Sotheby’s Explains Why It Had to Give $500 Million to Taubman Heirs—And Lose Money
Executives told shareholders they had to do it.
Monday morning, Sotheby’s released third-quarter earnings. While the auction house reported a narrower-than-expected loss-per-share of 26 cents compared with expectations of 27 cents, in a conference call with investors and analysts Monday morning, it seemed all anyone wanted to focus on—including current president and CEO Tad Smith himself—is the current fourth quarter sales and Sotheby’s whopping $500 million guarantee to secure the collection of former chairman A. Alfred Taubman.
Perhaps most interesting was the emphasis on covering the massive outlay as opposed to any foreseeable profit or upside on it.
While noting that auctions “achieved $780 million, led by the first two sales” from the Taubman collection last week, Smith and other Sotheby’s representatives took pains to emphasize that the primary goal here is making back the money Sotheby’s shelled out to secure the collection (a guarantee that might have hurt private sales).
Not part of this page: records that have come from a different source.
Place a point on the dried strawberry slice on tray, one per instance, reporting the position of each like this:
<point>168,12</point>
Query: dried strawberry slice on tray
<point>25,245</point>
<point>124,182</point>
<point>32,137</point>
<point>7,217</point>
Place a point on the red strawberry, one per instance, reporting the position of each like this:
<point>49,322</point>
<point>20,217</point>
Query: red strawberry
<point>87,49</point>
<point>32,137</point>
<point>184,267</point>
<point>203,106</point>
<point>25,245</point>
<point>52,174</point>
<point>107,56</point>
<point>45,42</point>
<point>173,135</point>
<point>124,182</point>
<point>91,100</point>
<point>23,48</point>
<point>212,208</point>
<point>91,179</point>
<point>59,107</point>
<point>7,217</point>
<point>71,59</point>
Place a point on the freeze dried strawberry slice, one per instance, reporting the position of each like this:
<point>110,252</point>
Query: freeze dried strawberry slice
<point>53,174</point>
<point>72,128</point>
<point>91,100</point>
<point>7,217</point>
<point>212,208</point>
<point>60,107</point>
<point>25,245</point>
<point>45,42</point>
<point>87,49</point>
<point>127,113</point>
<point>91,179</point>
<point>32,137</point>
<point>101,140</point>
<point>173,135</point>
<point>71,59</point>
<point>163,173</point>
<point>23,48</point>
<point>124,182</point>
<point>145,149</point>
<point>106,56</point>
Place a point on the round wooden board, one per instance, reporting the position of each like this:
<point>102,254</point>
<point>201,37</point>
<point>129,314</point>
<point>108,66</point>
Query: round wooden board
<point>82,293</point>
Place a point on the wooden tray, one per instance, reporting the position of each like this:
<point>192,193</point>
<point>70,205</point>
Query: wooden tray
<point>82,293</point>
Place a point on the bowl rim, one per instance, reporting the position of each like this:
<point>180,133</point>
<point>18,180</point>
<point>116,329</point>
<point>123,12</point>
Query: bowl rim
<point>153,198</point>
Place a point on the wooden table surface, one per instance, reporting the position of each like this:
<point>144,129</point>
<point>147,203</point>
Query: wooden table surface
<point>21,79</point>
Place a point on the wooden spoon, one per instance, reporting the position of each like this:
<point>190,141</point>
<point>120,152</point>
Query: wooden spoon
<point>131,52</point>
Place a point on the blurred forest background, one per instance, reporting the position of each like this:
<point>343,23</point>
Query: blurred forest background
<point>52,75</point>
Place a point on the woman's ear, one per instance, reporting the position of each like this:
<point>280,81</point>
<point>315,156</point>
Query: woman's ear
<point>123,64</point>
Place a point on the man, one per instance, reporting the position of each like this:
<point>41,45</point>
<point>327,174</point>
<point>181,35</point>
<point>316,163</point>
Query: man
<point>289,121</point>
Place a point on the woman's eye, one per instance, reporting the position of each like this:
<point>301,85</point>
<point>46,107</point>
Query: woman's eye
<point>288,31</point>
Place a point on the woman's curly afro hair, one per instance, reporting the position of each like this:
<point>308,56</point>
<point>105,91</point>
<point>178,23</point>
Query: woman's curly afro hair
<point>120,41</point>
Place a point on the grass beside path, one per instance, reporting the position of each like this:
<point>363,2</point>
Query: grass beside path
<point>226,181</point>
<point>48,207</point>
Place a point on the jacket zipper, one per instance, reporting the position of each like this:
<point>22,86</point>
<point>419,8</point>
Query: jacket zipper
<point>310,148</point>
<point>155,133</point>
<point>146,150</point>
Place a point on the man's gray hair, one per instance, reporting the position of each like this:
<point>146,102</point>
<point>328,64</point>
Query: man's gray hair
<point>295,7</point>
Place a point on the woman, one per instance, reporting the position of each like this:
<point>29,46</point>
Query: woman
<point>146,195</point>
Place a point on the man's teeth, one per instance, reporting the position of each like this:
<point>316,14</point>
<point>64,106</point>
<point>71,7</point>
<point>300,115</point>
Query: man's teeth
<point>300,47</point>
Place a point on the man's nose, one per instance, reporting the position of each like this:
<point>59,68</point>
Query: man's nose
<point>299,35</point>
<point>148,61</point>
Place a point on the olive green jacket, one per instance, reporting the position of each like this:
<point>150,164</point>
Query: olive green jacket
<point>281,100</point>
Smith used the conference call to explain his position on the guarantee.
“‘We will not roll dice in the auction room with shareholders’ money,” Smith recalled telling shareholders and investors in his first call with them. “At the same time, guarantees on high-profile trophy lots can be important marketing investments and potentially generate positive momentum and product scope within our categories. Strategy, opportunity, judgement, and sensible risk management will guide our use of these guarantees.”
“Some have asked me whether the Taubman guarantee which, thus far, has not involved any third-party hedges is a sign of things to come under my leadership,” Smith continued. “The answer is no. There was only one Alfred Taubman. Only his collection has both the size and the uniqueness to Sotheby’s shareholders to make this consignment important to win.”
A number of sources told artnet News the bottom line is Sotheby’s could not have risked losing the collection to arch-rival Christie’s since—from a business standpoint—it would have been unacceptable, not to mention impossible to explain, why heirs of the former chairman of Sotheby’s opted to sell his collection through its biggest competitor. From a marketing standpoint, it would have been an unprecedented instance of worlds colliding.
And that’s even before one considers that Taubman was the only executive to serve time in prison for his role in a price fixing scandal that was prosecuted by federal investigators in the late 1990s. Christie’s cooperated with authorities and Taubman’s UK counterpart, Sir Anthony Tennant, refused to come to the US to stand trial. Under UK laws, he could not be extradited.
Later in the call, CFO Patrick McClymont further parsed the guarantee.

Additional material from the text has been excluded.